The compromise lives in the AUR, the Arch User Repository: community-contributed build recipes (PKGBUILDs) that helpers like yay and paru fetch and execute on your machine. That distinction is the whole story. The AUR has never pretended to be a trusted, signed channel; it’s explicitly a user-trust model where you’re supposed to read the PKGBUILD before you build. Most people don’t. The attackers knew that.
And the second correction, because someone in your channel is already asking: there is no CVE here — none assigned in the NVD as of this writing, and no fixed version to bump to. Sonatype, which discovered the campaign and named it “Atomic Arch,” tracks it under its own advisory ID (Sonatype-2026-003775) and scored it CVSS 8.7 — but that’s a vendor catalog entry, not an NVD/CVE record, and there is nothing to “upgrade” to. This is malware riding a governance gap, not a product vulnerability. “What’s the patch?” is the wrong question, and if your remediation plan has a version-bump field in it, you’ve already misunderstood the incident. Remediation here means find exposure, purge, rebuild, rotate everything — and if root was reached, reinstall from known-good media.
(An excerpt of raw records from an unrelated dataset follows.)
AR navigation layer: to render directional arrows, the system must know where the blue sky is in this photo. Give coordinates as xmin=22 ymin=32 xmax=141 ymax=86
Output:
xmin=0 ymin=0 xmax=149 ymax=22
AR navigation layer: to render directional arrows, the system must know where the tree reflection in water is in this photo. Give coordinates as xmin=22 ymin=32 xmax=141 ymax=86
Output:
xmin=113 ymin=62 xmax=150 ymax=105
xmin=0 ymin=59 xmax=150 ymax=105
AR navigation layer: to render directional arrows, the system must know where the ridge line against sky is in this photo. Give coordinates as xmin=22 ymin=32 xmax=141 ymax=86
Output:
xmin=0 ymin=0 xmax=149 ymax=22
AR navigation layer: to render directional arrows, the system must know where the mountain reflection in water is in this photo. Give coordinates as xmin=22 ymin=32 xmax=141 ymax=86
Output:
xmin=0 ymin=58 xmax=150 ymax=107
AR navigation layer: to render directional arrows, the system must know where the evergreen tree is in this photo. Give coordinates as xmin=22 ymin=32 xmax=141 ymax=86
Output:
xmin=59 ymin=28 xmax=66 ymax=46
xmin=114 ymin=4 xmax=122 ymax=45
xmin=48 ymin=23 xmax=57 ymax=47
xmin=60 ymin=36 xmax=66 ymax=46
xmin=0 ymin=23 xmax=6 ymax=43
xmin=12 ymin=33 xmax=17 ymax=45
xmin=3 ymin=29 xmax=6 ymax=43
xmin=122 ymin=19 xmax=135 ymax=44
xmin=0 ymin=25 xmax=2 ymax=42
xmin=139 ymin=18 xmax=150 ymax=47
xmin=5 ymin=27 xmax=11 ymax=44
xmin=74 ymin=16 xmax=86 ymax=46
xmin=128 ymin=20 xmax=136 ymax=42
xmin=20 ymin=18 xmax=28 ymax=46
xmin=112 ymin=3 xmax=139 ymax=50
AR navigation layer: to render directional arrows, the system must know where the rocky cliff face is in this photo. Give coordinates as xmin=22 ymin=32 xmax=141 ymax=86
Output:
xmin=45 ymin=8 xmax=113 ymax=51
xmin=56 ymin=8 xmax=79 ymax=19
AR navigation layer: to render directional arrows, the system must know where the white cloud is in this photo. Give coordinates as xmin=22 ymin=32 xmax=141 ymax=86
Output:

More on that below.
The orphan-adoption gap is the real vulnerability
Here’s the part worth sitting with. The attackers didn’t pop a server, didn’t phish a maintainer (at least not as the primary vector), didn’t find a pacman parsing bug. They used the AUR’s legitimate orphan-adoption process. When an AUR maintainer walks away, their packages become orphaned — still installed on plenty of machines, still pulled by helpers, but unowned. The AUR lets anyone request adoption of an orphan. That’s by design; it’s how the community keeps useful packages alive.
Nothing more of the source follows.